India urged to close airspace to Myanmar warplanes after attacks

Fortify Rights said Myanmar’s air force ‘dropped bombs on both sides of the Myanmar-India border’ in raids this week.

India should stop Myanmar’s warplanes from entering Indian airspace during operations by the military regime to bomb targets in areas near India’s border, an international human rights group has said.

Fortify Rights claimed that Myanmar’s air force had “dropped bombs on both sides of the Myanmar-India border” in deadly attacks on Tuesday and Wednesday against an ethnic-Chin rebel group.

Five Chin National Front (CNF) soldiers were killed, including two women, in the air raids which reportedly started on Tuesday when bombs were dropped on the ethnic armed group’s Camp Victoria in Myanmar’s Chin state, which abuts India’s Mizoram state, the rights group said.

Two bombs dropped by the Myanmar air force also landed on the Indian side of the border, near the village of Farkawn in Mizoram’s Champhai district, the rights group added, though no injuries were reported on the Indian side.

“New Delhi shouldn’t tolerate the junta’s incursions on its airspace, and Indian authorities should do everything in their power to ensure the security of civilians and border areas,” Fortify Rights chief executive officer Matthew Smith said in a statement on Thursday.

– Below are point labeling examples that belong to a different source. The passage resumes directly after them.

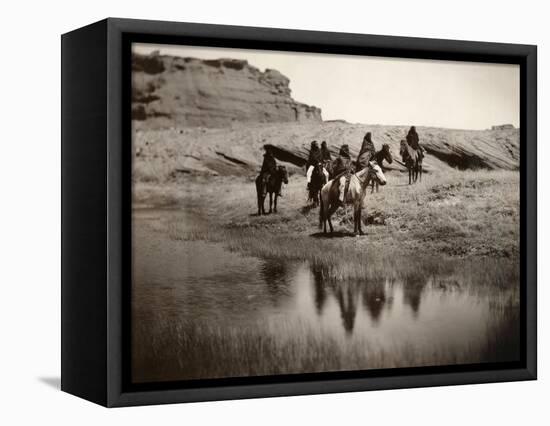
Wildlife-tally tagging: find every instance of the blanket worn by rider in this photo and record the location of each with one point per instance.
(414, 141)
(269, 165)
(342, 166)
(366, 154)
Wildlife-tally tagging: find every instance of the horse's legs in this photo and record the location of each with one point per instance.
(358, 229)
(261, 204)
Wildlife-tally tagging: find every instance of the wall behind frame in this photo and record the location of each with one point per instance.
(30, 244)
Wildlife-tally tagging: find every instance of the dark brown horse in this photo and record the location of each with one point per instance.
(379, 157)
(270, 183)
(413, 161)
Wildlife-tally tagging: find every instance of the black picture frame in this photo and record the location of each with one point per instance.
(96, 202)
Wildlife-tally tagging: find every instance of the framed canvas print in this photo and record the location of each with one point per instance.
(251, 212)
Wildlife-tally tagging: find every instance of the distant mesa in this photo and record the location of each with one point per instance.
(503, 127)
(169, 91)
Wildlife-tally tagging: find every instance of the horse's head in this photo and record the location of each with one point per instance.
(283, 174)
(387, 153)
(375, 173)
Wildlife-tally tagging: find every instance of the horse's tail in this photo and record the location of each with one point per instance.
(321, 209)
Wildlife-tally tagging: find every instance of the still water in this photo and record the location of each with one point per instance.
(231, 298)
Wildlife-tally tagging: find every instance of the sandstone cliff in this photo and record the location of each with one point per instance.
(170, 91)
(170, 154)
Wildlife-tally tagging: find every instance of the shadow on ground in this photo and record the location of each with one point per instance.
(335, 234)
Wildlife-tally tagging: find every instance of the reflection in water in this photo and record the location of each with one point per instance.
(347, 301)
(275, 275)
(374, 298)
(412, 293)
(213, 313)
(320, 297)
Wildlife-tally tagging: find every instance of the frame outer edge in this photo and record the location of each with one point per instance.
(116, 397)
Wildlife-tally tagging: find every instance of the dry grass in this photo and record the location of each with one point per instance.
(468, 214)
(183, 350)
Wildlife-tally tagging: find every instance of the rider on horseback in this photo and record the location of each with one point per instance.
(342, 166)
(325, 153)
(269, 165)
(313, 159)
(366, 153)
(413, 141)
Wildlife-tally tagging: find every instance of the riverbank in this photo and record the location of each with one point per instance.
(459, 214)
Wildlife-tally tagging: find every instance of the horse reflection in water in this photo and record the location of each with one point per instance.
(348, 295)
(374, 298)
(412, 292)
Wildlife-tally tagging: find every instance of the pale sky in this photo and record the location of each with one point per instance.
(376, 90)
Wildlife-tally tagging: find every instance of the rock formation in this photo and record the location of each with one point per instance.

“India must not allow the junta to continue destabilizing the region by using Indian airspace in its attacks and should support efforts to hold the junta accountable for its crimes,” he said.

Myanmar’s warplanes have also violated the airspace of Thailand and Bangladesh in recent months, according to the rights organisation.

Salai Htet Ni, a spokesman for the CNF, which claims to represent the mainly Christian Chin minority located in western Myanmar, said on Wednesday that seven bombs were dropped.

“Some of our houses were destroyed from their air strike … One bomb landed on the Indian side,” he told AFP news agency.

Media based in Chin state carried footage of what was claimed to be a Myanmar fighter jet and the damage inflicted on Camp Victoria and the site where a bomb landed inside India.

According to the French news agency, Indian police reported that the bombs had landed in a riverbed that demarcates the international boundary between India and Myanmar.

“Our initial investigation has revealed that there is no damage to any [Indian] life or property,” Lalrinpuia Varte, police superintendent of Champhai district, told AFP.

According to AFP, the number of CNF’s fighters has diminished in recent years and the group signed a ceasefire with Myanmar’s military in 2015. However, the CNF has since signed an agreement with forces fighting against the military regime which grabbed power in Myanmar in February 2021.